Since DODI 1341.13 (Enclosure 3, para 3.g.) provides for the recoupment of “overpayment of educational assistance” for those who transfer their benefits yet do not complete the four years of required service, this addition to the regulation amounts to nothing more than a bias against COs.

Similarly, in 2017, the Air Force updated its CO instruction (AFI 36-3204). The new version prohibits members of the “non-participating” IRR from applying. This would exclude, for example, doctors still in training. When contacted by COs in this exact situation, CCW questioned the drafters of the new AFI and were told it was just an oversight. They weren’t considering that there could be people in the IRR who were at the beginning of their career and hadn’t yet begun their active military obligation, rather than at the tail end of their obligation, which is where most people are when they are placed in the IRR. We challenged it, and the COs in the non-participating IRR were allowed to apply, but the instruction has not been changed or updated.
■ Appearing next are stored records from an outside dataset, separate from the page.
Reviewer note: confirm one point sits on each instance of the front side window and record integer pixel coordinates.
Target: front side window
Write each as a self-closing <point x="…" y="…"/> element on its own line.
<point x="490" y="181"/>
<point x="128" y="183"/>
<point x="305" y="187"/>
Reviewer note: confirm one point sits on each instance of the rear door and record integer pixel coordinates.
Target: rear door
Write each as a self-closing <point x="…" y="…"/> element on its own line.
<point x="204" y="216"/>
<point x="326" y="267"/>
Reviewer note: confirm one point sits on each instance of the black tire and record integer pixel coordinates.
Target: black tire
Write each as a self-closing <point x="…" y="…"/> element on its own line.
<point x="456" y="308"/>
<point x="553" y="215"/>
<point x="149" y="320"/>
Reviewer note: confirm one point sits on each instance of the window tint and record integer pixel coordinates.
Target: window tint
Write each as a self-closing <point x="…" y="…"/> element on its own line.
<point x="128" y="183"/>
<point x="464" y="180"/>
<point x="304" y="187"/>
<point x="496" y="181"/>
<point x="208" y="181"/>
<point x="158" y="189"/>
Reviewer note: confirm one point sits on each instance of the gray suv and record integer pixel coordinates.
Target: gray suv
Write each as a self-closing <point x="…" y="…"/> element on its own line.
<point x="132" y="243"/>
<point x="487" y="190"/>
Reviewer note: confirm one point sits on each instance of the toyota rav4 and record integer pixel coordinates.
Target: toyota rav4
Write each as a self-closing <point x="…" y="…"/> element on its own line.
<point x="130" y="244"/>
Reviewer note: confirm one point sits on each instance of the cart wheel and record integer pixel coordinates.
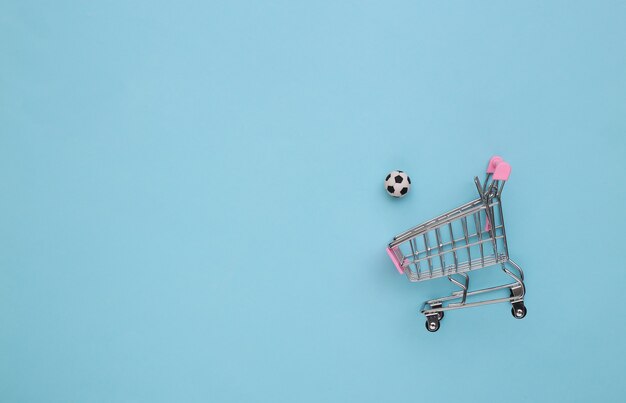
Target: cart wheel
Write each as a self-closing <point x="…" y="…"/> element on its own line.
<point x="432" y="324"/>
<point x="519" y="310"/>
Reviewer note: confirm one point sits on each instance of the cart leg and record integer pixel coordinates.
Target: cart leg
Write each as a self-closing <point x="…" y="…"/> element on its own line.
<point x="432" y="322"/>
<point x="517" y="300"/>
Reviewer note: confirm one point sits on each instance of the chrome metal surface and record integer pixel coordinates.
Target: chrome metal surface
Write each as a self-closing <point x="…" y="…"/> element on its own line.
<point x="467" y="238"/>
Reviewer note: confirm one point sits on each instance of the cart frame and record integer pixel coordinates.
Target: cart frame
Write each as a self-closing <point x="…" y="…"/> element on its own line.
<point x="446" y="246"/>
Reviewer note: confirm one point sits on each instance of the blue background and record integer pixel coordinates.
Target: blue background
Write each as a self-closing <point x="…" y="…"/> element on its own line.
<point x="192" y="205"/>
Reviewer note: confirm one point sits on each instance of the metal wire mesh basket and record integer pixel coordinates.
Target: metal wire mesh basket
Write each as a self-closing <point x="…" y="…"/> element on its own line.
<point x="470" y="237"/>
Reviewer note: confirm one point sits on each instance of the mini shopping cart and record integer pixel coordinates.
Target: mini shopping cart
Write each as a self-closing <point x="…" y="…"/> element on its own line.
<point x="470" y="237"/>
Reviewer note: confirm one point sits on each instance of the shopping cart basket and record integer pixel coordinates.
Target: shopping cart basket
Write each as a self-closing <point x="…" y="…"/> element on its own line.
<point x="470" y="237"/>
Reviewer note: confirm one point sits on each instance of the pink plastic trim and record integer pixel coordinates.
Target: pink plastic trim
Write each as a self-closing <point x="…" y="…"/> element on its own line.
<point x="395" y="261"/>
<point x="502" y="172"/>
<point x="493" y="163"/>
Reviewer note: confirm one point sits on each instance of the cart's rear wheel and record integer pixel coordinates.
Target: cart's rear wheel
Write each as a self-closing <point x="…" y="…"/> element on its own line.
<point x="519" y="310"/>
<point x="432" y="323"/>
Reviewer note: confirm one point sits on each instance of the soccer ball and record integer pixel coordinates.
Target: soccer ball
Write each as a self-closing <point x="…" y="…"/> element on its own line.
<point x="397" y="183"/>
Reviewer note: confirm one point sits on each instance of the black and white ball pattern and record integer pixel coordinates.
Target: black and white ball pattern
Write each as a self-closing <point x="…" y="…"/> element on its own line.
<point x="397" y="183"/>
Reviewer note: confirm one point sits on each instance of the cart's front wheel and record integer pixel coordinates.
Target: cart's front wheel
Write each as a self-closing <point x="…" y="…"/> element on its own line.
<point x="432" y="323"/>
<point x="519" y="310"/>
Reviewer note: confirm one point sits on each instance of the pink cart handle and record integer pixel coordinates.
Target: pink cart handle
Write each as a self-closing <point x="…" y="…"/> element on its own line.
<point x="493" y="163"/>
<point x="500" y="169"/>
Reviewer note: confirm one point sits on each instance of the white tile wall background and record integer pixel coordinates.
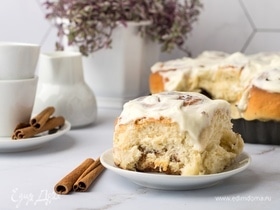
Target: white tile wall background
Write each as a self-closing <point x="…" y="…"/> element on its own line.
<point x="248" y="26"/>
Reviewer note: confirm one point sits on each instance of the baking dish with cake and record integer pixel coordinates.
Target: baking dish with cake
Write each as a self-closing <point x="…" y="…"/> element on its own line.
<point x="250" y="83"/>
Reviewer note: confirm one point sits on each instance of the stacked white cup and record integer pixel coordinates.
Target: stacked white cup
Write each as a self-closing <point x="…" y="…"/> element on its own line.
<point x="18" y="84"/>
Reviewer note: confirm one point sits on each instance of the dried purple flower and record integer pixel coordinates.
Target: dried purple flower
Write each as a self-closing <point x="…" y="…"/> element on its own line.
<point x="89" y="24"/>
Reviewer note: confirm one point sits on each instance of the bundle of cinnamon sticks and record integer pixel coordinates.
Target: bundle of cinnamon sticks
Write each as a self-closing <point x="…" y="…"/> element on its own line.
<point x="80" y="178"/>
<point x="42" y="122"/>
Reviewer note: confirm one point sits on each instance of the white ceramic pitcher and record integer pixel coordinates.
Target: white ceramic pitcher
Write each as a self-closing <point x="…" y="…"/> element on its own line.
<point x="62" y="85"/>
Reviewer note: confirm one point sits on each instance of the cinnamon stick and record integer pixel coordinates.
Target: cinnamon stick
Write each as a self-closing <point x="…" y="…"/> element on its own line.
<point x="86" y="181"/>
<point x="27" y="132"/>
<point x="39" y="120"/>
<point x="65" y="185"/>
<point x="88" y="176"/>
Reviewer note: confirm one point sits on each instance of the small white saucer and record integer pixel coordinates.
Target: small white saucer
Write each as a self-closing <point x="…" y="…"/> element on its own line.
<point x="9" y="145"/>
<point x="175" y="182"/>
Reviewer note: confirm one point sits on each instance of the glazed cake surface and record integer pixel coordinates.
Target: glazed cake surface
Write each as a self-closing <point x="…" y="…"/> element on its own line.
<point x="182" y="133"/>
<point x="223" y="76"/>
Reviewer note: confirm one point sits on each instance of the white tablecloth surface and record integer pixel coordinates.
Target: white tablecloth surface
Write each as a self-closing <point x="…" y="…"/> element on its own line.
<point x="27" y="178"/>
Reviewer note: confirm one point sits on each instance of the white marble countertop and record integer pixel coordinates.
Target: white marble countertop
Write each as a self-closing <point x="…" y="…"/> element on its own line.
<point x="27" y="178"/>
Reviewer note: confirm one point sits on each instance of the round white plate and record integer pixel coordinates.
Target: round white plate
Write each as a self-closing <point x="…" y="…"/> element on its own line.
<point x="175" y="182"/>
<point x="9" y="145"/>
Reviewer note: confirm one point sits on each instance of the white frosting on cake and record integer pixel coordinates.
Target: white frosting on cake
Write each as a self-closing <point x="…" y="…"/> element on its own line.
<point x="268" y="80"/>
<point x="192" y="111"/>
<point x="175" y="71"/>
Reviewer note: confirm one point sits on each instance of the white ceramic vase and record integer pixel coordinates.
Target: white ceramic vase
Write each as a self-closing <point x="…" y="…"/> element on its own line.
<point x="121" y="73"/>
<point x="62" y="85"/>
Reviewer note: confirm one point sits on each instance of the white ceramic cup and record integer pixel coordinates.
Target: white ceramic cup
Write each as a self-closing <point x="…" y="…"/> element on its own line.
<point x="18" y="60"/>
<point x="17" y="98"/>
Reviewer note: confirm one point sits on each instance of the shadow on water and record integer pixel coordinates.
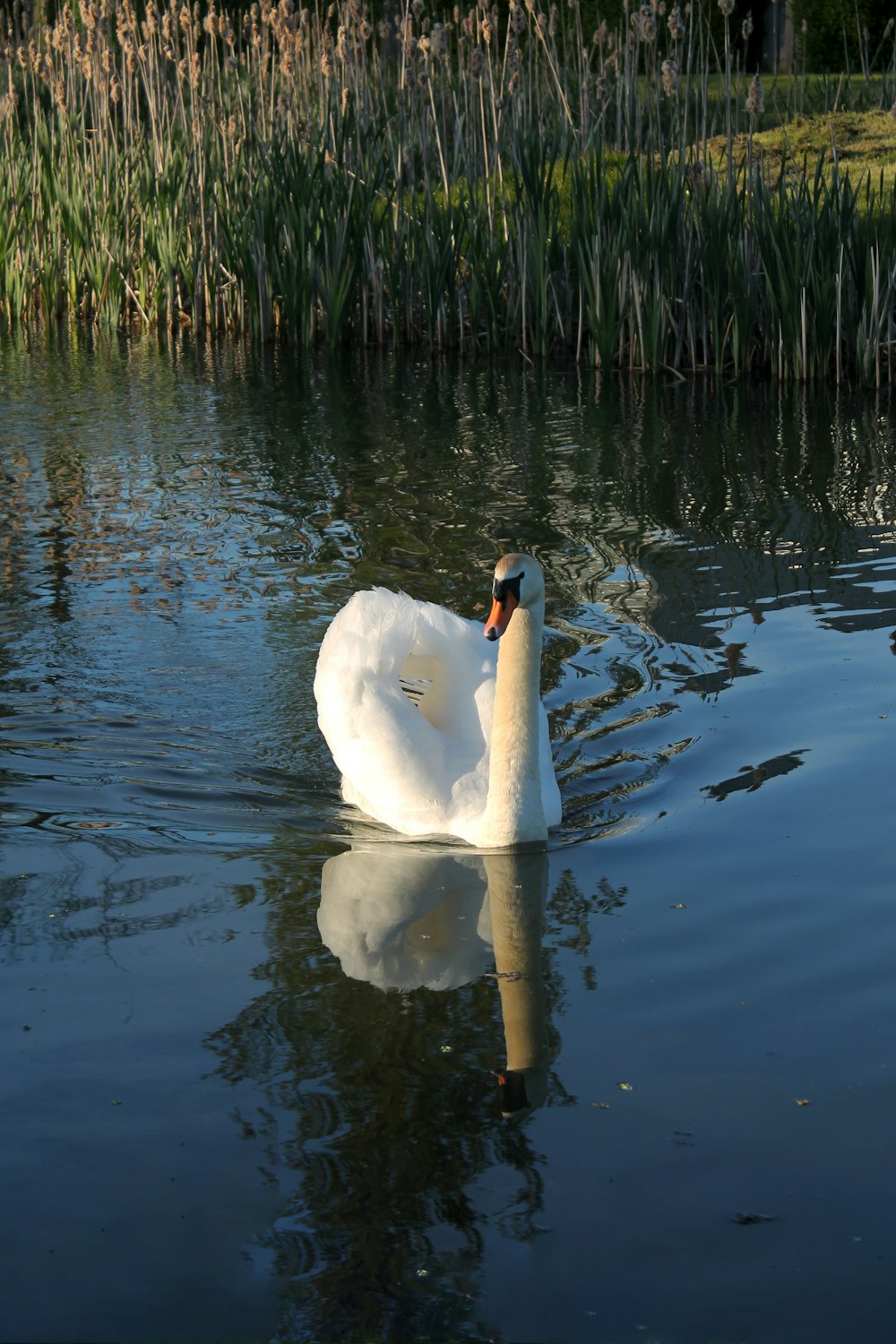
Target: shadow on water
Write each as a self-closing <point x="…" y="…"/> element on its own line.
<point x="445" y="975"/>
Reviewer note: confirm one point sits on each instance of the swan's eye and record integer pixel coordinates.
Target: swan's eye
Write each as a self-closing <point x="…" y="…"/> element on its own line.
<point x="501" y="588"/>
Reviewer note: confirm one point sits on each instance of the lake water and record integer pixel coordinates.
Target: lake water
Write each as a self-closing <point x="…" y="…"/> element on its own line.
<point x="250" y="1042"/>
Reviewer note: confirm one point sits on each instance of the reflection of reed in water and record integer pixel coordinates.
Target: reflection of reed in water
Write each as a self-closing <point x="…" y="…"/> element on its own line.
<point x="405" y="918"/>
<point x="517" y="890"/>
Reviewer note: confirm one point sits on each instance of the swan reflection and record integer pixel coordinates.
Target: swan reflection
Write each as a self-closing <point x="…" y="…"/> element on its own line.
<point x="406" y="918"/>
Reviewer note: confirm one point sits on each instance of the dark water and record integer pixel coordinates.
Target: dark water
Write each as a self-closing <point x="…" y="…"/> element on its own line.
<point x="249" y="1042"/>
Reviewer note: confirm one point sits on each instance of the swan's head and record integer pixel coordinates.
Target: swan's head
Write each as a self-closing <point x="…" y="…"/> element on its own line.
<point x="517" y="582"/>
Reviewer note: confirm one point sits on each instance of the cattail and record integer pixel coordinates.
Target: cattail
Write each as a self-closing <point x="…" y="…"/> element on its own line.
<point x="645" y="23"/>
<point x="755" y="97"/>
<point x="438" y="40"/>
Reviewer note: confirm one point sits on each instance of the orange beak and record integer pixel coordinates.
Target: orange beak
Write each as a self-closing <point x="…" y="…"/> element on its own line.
<point x="500" y="616"/>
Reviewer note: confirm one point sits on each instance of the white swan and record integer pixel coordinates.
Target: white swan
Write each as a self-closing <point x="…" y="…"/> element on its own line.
<point x="473" y="757"/>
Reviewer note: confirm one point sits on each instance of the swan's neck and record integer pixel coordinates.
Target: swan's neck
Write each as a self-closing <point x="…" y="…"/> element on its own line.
<point x="513" y="812"/>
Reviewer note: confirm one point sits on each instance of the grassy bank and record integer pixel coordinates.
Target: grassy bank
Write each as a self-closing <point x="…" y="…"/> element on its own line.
<point x="465" y="182"/>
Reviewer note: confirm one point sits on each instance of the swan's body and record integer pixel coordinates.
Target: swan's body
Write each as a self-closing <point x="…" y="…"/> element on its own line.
<point x="473" y="757"/>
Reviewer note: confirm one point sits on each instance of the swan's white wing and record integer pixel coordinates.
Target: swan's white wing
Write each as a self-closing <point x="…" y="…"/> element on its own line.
<point x="421" y="769"/>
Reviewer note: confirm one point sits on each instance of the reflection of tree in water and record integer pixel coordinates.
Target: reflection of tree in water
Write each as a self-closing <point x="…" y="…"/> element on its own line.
<point x="750" y="777"/>
<point x="384" y="1107"/>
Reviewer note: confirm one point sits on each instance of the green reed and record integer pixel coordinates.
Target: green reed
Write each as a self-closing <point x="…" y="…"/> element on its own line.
<point x="470" y="180"/>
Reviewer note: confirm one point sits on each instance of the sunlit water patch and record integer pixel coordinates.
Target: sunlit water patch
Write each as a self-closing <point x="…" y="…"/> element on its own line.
<point x="314" y="1081"/>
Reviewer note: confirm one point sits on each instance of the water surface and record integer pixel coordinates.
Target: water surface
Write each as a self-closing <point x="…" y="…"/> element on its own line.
<point x="250" y="1040"/>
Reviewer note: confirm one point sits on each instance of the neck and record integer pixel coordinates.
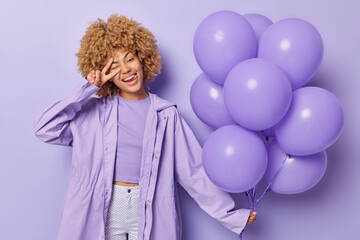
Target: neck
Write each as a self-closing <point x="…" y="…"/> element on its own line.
<point x="134" y="96"/>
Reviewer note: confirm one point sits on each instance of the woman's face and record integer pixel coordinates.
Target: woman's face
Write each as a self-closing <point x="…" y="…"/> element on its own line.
<point x="130" y="77"/>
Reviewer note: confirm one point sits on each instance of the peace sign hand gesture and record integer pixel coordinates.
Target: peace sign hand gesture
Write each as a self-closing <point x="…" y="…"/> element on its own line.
<point x="98" y="78"/>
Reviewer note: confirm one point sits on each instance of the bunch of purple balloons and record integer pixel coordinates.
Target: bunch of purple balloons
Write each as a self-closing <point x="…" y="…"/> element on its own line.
<point x="251" y="87"/>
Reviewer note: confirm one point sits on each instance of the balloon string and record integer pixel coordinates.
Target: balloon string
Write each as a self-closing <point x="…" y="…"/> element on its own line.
<point x="272" y="181"/>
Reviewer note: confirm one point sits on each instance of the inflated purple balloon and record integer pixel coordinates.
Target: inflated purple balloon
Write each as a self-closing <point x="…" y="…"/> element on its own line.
<point x="296" y="46"/>
<point x="234" y="158"/>
<point x="257" y="94"/>
<point x="270" y="132"/>
<point x="207" y="101"/>
<point x="314" y="121"/>
<point x="298" y="174"/>
<point x="222" y="40"/>
<point x="258" y="22"/>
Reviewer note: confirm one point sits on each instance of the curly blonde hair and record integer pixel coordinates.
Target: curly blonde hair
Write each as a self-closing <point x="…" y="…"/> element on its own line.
<point x="102" y="39"/>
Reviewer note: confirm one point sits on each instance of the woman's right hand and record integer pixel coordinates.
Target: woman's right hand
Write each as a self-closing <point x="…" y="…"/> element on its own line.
<point x="98" y="78"/>
<point x="252" y="217"/>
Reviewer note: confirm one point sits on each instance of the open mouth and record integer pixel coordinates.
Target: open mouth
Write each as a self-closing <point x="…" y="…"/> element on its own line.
<point x="130" y="79"/>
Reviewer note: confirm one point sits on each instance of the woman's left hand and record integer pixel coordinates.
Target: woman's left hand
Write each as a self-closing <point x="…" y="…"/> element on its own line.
<point x="252" y="217"/>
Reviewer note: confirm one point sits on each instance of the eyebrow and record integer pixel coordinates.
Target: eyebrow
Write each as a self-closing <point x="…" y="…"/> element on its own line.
<point x="124" y="58"/>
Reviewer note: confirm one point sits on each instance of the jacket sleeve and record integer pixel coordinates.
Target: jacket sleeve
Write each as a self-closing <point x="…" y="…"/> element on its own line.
<point x="53" y="125"/>
<point x="192" y="177"/>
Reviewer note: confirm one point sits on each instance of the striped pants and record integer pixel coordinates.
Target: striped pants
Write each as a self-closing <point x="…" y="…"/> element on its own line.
<point x="122" y="220"/>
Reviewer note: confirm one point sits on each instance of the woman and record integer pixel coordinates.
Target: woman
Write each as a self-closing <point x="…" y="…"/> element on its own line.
<point x="130" y="147"/>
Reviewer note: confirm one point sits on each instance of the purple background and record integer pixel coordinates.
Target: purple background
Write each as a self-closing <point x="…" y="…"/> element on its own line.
<point x="38" y="43"/>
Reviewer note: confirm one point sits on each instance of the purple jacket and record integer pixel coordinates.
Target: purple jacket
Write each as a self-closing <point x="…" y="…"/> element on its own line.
<point x="171" y="153"/>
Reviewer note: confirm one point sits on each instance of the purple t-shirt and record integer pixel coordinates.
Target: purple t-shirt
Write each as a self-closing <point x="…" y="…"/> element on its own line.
<point x="131" y="125"/>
A comparable situation can occur here. CCW will alert PERS to the error, but even if the Milpersman is not corrected, any CO finding themselves in this situation should petition for their right to apply for discharge or noncombat status as a conscientious objector.

Bill Galvin is Counseling Coordinator with the Center on Conscience & War in Washington, DC, and serves on the board of directors of the GI Rights Network.